Question: IOI apparently have induction heads at the beginning of the network. Since these detect and copy repeated sequences instead of repeated words (names), this is probably repurposed technology from pretraining. The model doesn't learn a new type of "copy token" head. 
Two follow-up questions here: 

1. Are s-inhibition heads general properties of all transformers? (maybe this has been studied?)

2. Could something similar be happening for name mover heads? That is, is there a more general head that could accomplish this task and more? This may be simple, like proper-noun or capital word detection, or more complicated. Perhaps the +/- name mover heads are really the same type of more general head, with a different meaning. This may give us more intuition for superposition (or replace it?). Actually, it's easier to study the heads in smaller circuits and then build them up... 

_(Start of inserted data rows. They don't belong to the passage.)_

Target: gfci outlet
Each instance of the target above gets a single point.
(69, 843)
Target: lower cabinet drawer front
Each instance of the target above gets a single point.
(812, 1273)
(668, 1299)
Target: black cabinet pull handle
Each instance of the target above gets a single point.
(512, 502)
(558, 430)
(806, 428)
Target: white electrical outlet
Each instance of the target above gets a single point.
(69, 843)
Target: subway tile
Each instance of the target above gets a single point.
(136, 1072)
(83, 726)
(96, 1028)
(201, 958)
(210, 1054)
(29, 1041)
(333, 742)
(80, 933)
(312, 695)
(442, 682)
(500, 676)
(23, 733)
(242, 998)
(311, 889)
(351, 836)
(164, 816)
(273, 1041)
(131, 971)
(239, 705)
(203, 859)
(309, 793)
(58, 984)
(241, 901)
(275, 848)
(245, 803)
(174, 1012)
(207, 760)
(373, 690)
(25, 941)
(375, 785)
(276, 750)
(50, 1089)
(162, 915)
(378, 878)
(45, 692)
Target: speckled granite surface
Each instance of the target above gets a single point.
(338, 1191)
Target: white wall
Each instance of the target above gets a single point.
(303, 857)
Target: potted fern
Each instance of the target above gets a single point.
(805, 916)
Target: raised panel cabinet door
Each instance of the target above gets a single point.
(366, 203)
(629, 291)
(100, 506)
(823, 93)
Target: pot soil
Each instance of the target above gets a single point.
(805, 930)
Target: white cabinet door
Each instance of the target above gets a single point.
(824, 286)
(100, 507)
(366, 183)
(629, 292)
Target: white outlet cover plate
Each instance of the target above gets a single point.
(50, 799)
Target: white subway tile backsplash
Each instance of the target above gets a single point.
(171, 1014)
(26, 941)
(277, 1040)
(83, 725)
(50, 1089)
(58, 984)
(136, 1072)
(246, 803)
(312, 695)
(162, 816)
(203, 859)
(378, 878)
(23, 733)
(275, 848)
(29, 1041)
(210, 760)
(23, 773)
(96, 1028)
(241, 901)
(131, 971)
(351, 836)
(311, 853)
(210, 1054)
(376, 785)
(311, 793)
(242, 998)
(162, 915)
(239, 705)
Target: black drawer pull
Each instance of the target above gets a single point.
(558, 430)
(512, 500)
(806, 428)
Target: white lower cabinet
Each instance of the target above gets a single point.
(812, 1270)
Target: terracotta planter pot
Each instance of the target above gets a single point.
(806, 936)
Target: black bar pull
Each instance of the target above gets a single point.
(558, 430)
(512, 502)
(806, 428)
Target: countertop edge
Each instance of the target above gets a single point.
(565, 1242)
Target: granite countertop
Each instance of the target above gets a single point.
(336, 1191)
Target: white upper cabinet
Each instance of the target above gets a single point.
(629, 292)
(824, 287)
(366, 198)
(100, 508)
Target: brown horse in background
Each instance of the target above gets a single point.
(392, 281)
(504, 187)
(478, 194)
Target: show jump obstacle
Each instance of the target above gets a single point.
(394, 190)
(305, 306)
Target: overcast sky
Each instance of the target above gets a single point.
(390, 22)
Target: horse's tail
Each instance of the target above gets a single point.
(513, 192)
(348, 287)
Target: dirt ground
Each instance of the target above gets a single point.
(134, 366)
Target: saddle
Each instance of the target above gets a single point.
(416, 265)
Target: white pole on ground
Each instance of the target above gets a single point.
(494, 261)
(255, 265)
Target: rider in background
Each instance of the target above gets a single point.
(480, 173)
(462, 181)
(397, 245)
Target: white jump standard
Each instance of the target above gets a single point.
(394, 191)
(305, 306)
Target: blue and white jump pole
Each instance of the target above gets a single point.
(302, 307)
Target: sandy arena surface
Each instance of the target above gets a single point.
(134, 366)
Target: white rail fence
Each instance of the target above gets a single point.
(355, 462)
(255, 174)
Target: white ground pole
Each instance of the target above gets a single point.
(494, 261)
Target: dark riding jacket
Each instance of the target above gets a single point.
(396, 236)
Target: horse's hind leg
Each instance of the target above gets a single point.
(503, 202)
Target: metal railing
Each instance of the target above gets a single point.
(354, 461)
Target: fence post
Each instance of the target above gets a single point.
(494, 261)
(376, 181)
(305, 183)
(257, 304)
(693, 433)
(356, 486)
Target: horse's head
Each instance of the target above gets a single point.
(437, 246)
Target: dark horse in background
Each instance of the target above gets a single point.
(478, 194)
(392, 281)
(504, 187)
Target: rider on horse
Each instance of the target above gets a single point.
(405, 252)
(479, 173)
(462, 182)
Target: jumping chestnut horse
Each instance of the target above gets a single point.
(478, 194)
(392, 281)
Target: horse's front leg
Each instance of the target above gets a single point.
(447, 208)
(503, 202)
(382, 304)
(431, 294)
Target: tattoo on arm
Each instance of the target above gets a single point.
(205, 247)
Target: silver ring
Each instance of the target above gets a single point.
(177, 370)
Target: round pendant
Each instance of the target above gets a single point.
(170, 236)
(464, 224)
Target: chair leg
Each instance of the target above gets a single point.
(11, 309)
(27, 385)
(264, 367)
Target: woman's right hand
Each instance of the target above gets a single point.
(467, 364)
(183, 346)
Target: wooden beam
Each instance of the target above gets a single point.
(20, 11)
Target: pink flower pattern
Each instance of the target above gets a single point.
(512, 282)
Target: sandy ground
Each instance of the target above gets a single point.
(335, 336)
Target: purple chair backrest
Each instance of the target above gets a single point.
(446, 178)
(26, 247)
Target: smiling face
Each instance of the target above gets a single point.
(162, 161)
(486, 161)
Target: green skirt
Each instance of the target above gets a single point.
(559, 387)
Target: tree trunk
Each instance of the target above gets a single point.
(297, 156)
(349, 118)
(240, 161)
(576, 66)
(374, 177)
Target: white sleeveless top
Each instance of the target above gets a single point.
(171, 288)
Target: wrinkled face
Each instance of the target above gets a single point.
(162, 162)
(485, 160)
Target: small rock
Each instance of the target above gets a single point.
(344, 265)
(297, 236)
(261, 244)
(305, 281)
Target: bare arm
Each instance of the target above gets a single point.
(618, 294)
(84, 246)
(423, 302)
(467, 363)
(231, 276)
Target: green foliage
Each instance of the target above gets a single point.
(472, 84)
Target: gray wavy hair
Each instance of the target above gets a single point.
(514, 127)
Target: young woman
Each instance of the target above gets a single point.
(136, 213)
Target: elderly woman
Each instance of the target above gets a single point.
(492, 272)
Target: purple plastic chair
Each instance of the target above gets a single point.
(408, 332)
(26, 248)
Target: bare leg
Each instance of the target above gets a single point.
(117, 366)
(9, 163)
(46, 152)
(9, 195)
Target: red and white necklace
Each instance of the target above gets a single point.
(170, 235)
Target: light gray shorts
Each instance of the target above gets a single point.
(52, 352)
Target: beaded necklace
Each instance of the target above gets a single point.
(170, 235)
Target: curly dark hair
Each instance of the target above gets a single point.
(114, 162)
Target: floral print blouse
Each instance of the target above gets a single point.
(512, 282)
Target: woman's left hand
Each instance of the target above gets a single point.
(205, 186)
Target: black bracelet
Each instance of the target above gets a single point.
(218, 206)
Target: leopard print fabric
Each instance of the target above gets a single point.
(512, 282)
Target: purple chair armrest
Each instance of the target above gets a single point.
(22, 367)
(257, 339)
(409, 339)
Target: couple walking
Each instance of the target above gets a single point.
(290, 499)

Sanity check Experiment: how do these act off distribution? (to other names , proper nouns? They probably need a preposition. Perhals they are prepositional heads?)

Getting to it: Attention head superposition!

Overall questions: 
1. Superposition as an idea makese sense, and seems likely. But for a given specific case, given that attention head "features" are ill-defined, how can we tell if it's really happening? Is there a change of basis for the z activations that would put all of these heads in the same layer? 
2. What are the weights of superposition in IOI? 
3. Are backup name mover heads important here? If they recover some performance of the desired task, couldn't they take over here too if the negative name mover heads are too high to complete it? 
4. Are these heads a more specialized application of another head "type" ubiquitous in all language models, and does that matter for superposition? 
5. What is the relationship between superposition and polysemanticity for attention heads? (Clearer for neurons)
6. What is an attention head feature? 
7. Is a metric of 1 the best we can do? (Can we acheive better than original performance by patching linear combination of weights?)

TODO: 
- perform different kinds of patching (activation, attribution, path) to compare its  to the per-head patched 
- test the uniform combination and one weighted by each head's attention paid to the IO, on average (Neel's idea), and maybe come up with one more
- learn the real gradients by gradient descent (L1 loss for sparsity). Does Atticus Geiger's method of GD and Causal Scrubbing help? 
- Come up with a toy implementation in 1 or 2 layer attention-only models a la Anthropic
- Test on out of distribution data (max activating examples)
- Try to reason about the role of non-linearities between the layers (if the only dimension that matters for superposition is the head index, maybe this is fine.)